Sixty years later, proponents of voucher programs that divert money from public schools to private and for-profit charter schools claim vouchers are a way of providing minority students with access to a better education. I bet Harry Houdini would have admired such sleight of hand.
But we see clearly what they’re doing, and we are calling it out. Vouchers are an attempt to weaken public education by diverting resources to private schools. In this issue of NEA Today, we take a look at the risks vouchers and for-profit charter schools pose to our students, the public schools they attend, and our mission of providing opportunity to every student.
Today, advocates of vouchers have slapped a brand-new lipstick on this pig. Whatever creative name they come up with, the effect is the same.
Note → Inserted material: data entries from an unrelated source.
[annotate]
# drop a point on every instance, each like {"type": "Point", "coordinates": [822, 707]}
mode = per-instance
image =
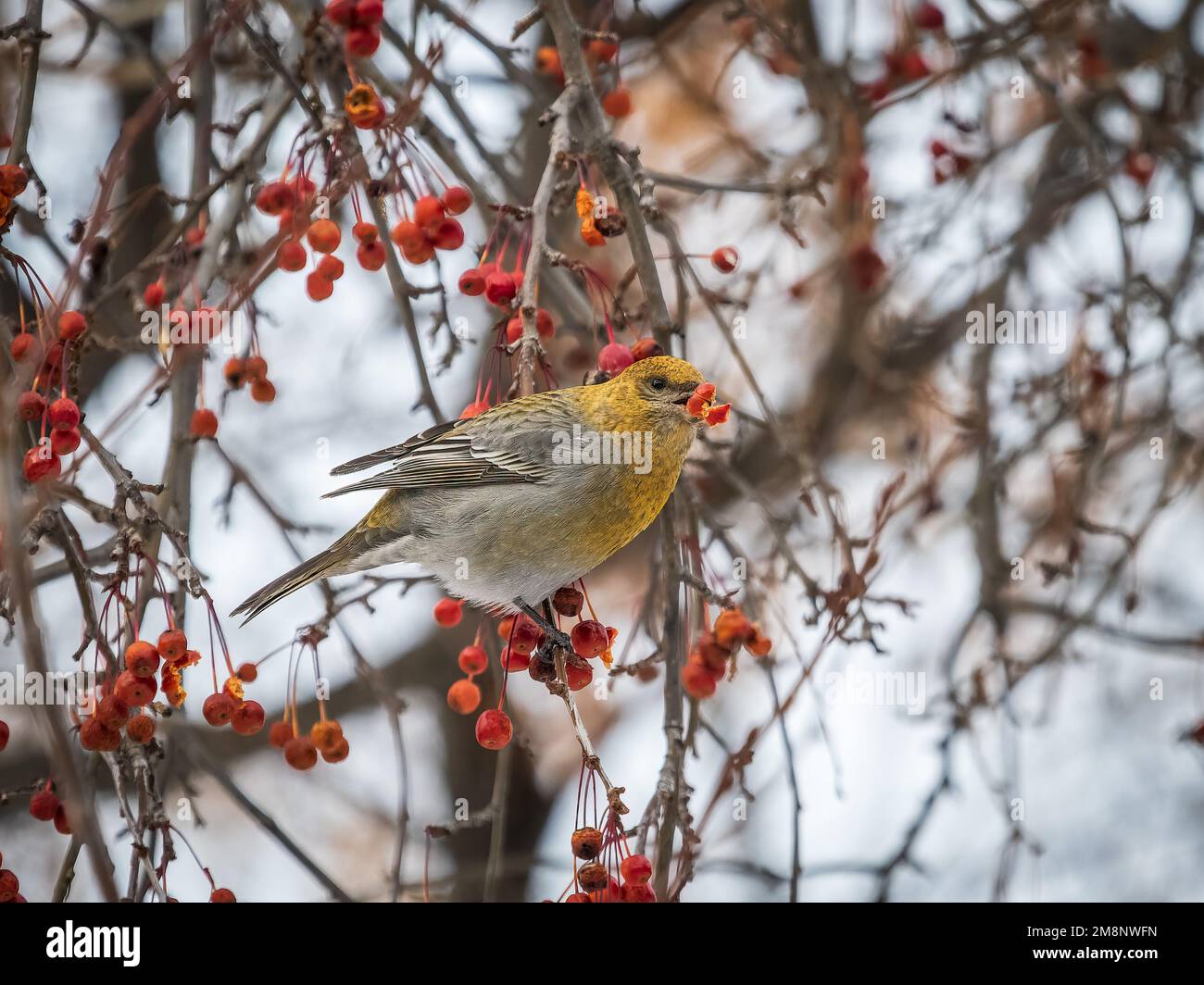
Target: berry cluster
{"type": "Point", "coordinates": [714, 651]}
Voucher programs are state-sanctioned (and if President Donald Trump and Betsy DeVos have their way, nationally sanctioned) programs to defund public schools.
For many of the groups that have been backing vouchers for decades, it’s more about their free-market ideology, where competition in all sectors determines winners and losers, than it is about students. After all, any good reformer who is motivated by student success would start by looking at what is happening in our best public schools and compare it to what is happening in our struggling schools. The answer is simple: In our best schools, there are resources, programs, student supports, and services. We provide this for some children. The moral question before us is whether or not we will provide the same for all children. And if this is the goal, vouchers are not the answer.
If voucher advocates truly wanted to provide all students with access to a great education, they would want public schools in every community to have the ability to offer the support and tools that our best schools offer. This would mean opposing programs that divert public money to private schools—schools that not only are unaccountable to the public, but pick and choose their students.
The truth is that when it comes to providing real opportunity to students, regardless of who they are, where they live, what religious or spiritual beliefs they hold, what language they speak, or how much—or how little—their families have, public schools welcome all comers. That’s not a mission private and religious schools are obligated to uphold. But it is one we are proud to embrace.